Aleksey Scherbak's Remembrance Day (translated by Rory Mullarkey) is set in modern Latvia, and pits husband against wife, daughter against father, Latvian against Russian and ambition against action, all in the name of who did what to whom and why a yawning three score years and ten ago. As explained (rather late in the play for those perhaps not entirely au fait with Baltic history), little Latvia was during World War II, and not for the first time, a political football kicked about between warring imperial powers - firstly under the Nazi jackboot, then under the Russian hammer. Such history lives and breathes even today, with few Baltic ethnic Germans left in the region, but half a million ethnic Russians amongst the nation's two million population and Russian language and culture all around.
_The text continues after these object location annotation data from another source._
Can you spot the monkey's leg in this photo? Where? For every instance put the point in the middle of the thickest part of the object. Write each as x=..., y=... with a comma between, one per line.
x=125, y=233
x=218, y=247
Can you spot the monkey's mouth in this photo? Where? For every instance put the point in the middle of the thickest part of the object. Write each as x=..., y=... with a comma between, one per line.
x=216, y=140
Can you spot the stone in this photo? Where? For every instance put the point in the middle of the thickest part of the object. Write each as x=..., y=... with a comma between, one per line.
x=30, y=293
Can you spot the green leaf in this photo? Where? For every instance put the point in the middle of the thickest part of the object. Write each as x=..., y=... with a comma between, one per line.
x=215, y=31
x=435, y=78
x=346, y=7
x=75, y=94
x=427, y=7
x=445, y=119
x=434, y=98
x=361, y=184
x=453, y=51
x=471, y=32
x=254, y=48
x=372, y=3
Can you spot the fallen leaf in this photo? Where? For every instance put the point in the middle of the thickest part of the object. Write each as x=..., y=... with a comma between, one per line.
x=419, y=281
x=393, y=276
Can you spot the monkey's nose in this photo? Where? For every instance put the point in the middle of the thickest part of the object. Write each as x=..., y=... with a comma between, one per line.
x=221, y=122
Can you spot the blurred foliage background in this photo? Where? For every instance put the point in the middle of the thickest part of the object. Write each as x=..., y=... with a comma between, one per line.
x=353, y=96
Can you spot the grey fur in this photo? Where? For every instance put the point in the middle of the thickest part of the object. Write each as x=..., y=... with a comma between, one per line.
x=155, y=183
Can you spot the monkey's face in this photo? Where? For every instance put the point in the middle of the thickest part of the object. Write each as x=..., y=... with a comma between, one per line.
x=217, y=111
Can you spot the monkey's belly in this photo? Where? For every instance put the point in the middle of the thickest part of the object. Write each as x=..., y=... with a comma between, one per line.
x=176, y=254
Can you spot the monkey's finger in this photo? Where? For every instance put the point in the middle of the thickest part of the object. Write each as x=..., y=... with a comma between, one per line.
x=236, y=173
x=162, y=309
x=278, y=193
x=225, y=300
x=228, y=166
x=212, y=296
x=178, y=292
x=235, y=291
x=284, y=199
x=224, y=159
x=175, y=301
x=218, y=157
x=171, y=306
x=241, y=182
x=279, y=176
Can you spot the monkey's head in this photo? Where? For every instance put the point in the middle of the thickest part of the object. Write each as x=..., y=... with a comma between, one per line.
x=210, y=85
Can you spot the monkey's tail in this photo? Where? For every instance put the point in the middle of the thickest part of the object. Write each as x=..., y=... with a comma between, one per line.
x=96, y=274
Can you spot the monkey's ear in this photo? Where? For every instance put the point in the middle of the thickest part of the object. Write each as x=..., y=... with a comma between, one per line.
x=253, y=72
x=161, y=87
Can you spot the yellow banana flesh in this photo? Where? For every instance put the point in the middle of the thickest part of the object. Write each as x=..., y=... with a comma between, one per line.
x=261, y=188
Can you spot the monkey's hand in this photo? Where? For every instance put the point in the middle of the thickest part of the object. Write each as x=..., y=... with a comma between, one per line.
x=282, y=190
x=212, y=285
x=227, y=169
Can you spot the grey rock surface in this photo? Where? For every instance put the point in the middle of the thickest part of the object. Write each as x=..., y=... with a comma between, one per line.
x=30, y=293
In adjacent flats, old soldiers and Nazi collaborators Valdis (Ewan Hooper) and Paulis (Sam Kelly) bicker over whether it is right, even now, to hate the Russians; while next door, teenage firebrand Anya (Ruby Bentall) has the same argument with her father (Michael Nardone) over whether it is right to hate the Nazis (specifically, Latvians like Valdis and Paulis who fought alongside Nazis). On one set, lit alternatively for the two flats in which most of the action takes place, Anya and Valdis, though at different ends of the political, age and gender spectrums, are revealed as similarly imprisoned in a set of attitudes impervious to change and ultimately, inevitably, leading to their own demises, the one through stress-induced coronary, the other through a destructive act of violence. Between them range the other characters, all of whom understand the extremists and sympathise with one or other to some extent, but these men and women are less hung up on the past, more interested in a future free of parochial squabbling (Lyosha, Anya's brother) or in personal political advancement (Boris, Anya's lover).

Scherbak's script occasionally falls into speechifying, rather than conversation, and he is lucky that Hooper and Kelly are such old pros that they can squeeze plenty of laughs out of the old collaborating curmudgeons' reminisences, because the play needs some light amidst all that shade cast over its 90 minutes of intense arguing. Michael Longhurst's direction requires a lot of lights going on and off and doors being opened and closed, but the key questions do come through as Scherbak intended. As for the answers? Well, there's precious little illumination on that score, as the lights go up one last time on the theatre as a whole.

 

Remembrance Day is at The Royal Court Jerwood Theatre Upstairs until 16 April 2011.